Watermark Westquay has had a difficult gestation. FOA was commissioned 10 years ago by the mall developers Hammerson to design a mixed-use retail-residential-leisure complex on the edge of WestQuay, a vast mall of the late 1990s. The original scheme won planning permission but was stalled for around seven years by the recession. What is there now derives from a significant redesign by ACME, founded by Friedrich Ludewig, who was a lead architect on FOA’s malls in Leicester and Istanbul.

ACME dropped the retail element and redesigned the scheme in certain key ways – its main volume, containing a cinema, has morphed from a rectilinear series of blocks to one curvaceous shape. But the basic components are retained from the earlier scheme.

The biggest obstacle to any civic quality the building might have is the earlier mall it is attached to. WestQuay – designed by BDP, although when I put this to the firm’s chairman, he embarrassedly told me “ah, we took it over from Chapman Taylor” – is one of the most devastating urban mistakes in any British city. Galumphing appallingly across a quarter of the city centre, from a 1950s plaza to a disused industrial estate via the city walls, without ever acquiring a coherent idea or an identifiable visual presence, it would make almost anything look good by comparison.

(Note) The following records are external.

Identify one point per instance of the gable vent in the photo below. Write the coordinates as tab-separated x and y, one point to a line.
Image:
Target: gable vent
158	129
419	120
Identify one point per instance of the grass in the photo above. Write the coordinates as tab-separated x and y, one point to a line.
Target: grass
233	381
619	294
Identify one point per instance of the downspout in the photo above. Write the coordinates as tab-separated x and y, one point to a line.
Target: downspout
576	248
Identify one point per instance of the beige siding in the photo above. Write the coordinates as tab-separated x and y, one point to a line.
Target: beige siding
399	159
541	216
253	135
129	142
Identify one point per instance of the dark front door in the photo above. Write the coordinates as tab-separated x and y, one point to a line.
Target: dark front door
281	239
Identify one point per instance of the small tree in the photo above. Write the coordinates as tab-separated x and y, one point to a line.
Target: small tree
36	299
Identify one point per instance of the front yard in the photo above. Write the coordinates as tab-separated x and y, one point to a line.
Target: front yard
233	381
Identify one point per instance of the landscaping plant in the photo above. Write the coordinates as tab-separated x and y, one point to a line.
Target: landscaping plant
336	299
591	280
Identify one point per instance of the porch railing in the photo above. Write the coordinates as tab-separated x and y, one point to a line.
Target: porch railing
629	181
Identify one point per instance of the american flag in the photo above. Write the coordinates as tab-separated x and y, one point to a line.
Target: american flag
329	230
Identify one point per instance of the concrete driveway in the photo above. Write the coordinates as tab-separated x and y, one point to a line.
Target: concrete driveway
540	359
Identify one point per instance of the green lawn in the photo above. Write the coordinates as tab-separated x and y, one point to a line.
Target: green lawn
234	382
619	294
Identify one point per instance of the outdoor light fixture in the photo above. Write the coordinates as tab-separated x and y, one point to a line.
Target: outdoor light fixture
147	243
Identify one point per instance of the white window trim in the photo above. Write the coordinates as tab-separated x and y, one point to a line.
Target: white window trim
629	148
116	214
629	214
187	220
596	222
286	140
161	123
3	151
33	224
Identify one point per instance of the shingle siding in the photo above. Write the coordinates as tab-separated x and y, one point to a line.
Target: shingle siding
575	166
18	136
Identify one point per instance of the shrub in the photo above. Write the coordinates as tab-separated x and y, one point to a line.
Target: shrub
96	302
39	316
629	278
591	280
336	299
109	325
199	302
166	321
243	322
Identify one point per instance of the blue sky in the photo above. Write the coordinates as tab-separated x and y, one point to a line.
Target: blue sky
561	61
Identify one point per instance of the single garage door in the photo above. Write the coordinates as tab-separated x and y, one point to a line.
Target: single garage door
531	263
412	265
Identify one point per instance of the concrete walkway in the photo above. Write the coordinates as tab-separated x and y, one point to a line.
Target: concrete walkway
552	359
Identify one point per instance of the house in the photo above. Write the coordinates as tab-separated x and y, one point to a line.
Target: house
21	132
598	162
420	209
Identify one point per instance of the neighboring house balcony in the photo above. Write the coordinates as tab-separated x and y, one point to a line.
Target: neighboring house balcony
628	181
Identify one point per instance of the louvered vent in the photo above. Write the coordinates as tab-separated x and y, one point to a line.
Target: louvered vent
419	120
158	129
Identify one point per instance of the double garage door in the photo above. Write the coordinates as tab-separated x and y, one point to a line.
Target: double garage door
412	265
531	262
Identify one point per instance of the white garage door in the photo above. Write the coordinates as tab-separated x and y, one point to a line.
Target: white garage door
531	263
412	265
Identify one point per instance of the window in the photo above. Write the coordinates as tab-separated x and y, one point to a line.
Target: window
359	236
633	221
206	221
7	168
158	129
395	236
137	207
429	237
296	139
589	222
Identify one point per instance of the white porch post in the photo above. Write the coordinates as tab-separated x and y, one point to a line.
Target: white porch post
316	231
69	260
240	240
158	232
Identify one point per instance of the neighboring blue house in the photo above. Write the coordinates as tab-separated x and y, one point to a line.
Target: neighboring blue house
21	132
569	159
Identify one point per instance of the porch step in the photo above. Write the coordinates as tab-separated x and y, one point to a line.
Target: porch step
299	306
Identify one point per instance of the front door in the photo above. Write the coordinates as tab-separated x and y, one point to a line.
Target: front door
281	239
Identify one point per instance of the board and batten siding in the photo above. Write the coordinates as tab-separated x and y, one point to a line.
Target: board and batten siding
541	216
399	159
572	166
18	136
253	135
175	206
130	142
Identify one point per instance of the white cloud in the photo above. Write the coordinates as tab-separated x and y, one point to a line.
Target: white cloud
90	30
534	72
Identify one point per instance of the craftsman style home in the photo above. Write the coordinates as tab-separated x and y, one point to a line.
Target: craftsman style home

Watermark’s response to this insular and incoherent postmodernist megastructure is to create a pedestrian walkway facing the walls, with a circus-like stepped area between the two. It does at least give the space back to the public, in some degree, although it has the presumably unintended effect of making the walls look tiny and toy-like.

Yet the main problem is what it is. In a city suffering from a severe “clone town” problem, with no less than seven indoor malls already, it adds yet another, albeit slightly more outwards facing. Its juxtaposition with what is unique in Southampton – the second-most complete medieval defensive complex in any British city – is bathetic. This is partly due to contingent things (if you’ve ever wanted to fire a crossbow at a branch of Zizzi, this is the place to do it) and partly due to the lack of integrity in the design.

In a city suffering from a severe “clone town” problem, with no less than seven indoor malls already, Watermark Westquay adds yet another

Several months after its opening, parts were already hanging off – I watched workers try and stitch the wire-mesh-like structure back together in order to create the vaguely op-art effect intended to screen the black volume of the near-windowless cinema and provide what the city council calls the “wow factor”.

On the other side of the walls is Eric Lyons’ Castle House, a 1960s tower block that outclasses Watermark in every respect, although it has had considerably less money spent on it, and is disfigured by cheap recent additions. Its vigorous concrete structure enhances the rugged townscape, rather than diminishing it.

Still, there’s an important lesson in all this, as applicable to brick classicists as to AA futurists’ interrupted dialogue with the shopping mall. And that is: if you’re going to swim with the tide, there’s no point in complaining when it takes you where it wants to go.